C’est une phrase d’Herman Melville : "En ce monde de mensonges, la vérité est forcée de fuir dans les bois comme un daim blanc effarouché." C’est très joli les daims blancs, c’est très rare aussi, tout autant que la vérité. Celle, intime, artistique, secrète, que traque le narrateur de Tiens ferme ta couronne, le nouveau roman, rêveur et réflexif, de Yannick Haenel qui, à coup sûr, constituera l’un des événements de cette rentrée littéraire d’automne.
Soit, donc, un homme à la croisée de ses chemins. Il est romancier. Il est seul. Seul dans Paris.
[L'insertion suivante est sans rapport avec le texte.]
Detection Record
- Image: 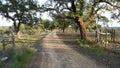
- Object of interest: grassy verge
[77,39,120,68]
[10,47,33,68]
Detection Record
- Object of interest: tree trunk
[14,21,21,38]
[76,17,87,40]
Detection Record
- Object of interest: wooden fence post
[11,33,15,52]
[2,34,6,57]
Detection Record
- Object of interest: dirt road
[26,32,106,68]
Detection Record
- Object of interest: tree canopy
[0,0,39,33]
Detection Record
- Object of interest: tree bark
[76,17,87,40]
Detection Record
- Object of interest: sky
[0,0,120,27]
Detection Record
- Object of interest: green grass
[0,61,3,68]
[77,39,112,56]
[10,47,33,68]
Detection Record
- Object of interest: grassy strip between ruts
[77,39,120,68]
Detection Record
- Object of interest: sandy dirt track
[26,32,107,68]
Il ne sait que faire de cette solitude, des livres, ceux déjà écrits et qui lui paraissent ne plus le concerner en rien. Pour l’heure, la seule chose qui importe, occupe ses jours autant que ses nuits, distrait sa solitude, c’est le cinéma. Plus précisément, The great Melville, l’ample scénario qu’il vient d’écrire, consacré à l’auteur de Moby Dick, à sa vie, à son chagrin, qui doit aussi lui permettre de quitter sans espoir de retour les rives de la littérature pour rejoindre celles, peut-être plus cruciales à ses yeux et en ces temps, du septième art. Notre homme erre, son scénario sous le bras, d’appartements vides en nuits trop blanches, sans savoir vraiment à qui le vendre ou seulement à qui en parler, tant dans sa vie, le besoin le plus urgent est probablement celui d’une conversation. Jusqu’à ce qu’un jour il revoie Voyage au bout de l’enfer et se convainque que cet interlocuteur pourrait être Michael Cimino. Il le rencontrera à New York, alors que le cinéaste a désormais pris l’apparence d’une femme et consacre sa vie à la tâche insoluble d’essayer d’adapter La condition humaine de Malraux. Melville, Cimino, il y aura donc beaucoup de "grands brûlés" sur l’autel de leur génie dans la vie du narrateur, mais sans doute est-ce le prix à payer pour se réapproprier sa vie, mieux comprendre à quoi (pour qui) il l’expose ainsi. Le dialogue entre les deux hommes, le cinéaste déchu et l’apprenti scénariste, sera riche et fécond, tissé d’allers et retours transatlantiques autant que de mystérieuses correspondances. On y croisera, entre autres, un producteur français, une femme aimée, les livres de Charles Reznikoff, un cheval nommé Visconti et toutes les raisons de ne jamais tout à fait renoncer à l’art, et même à vivre parmi les daims blancs en liberté.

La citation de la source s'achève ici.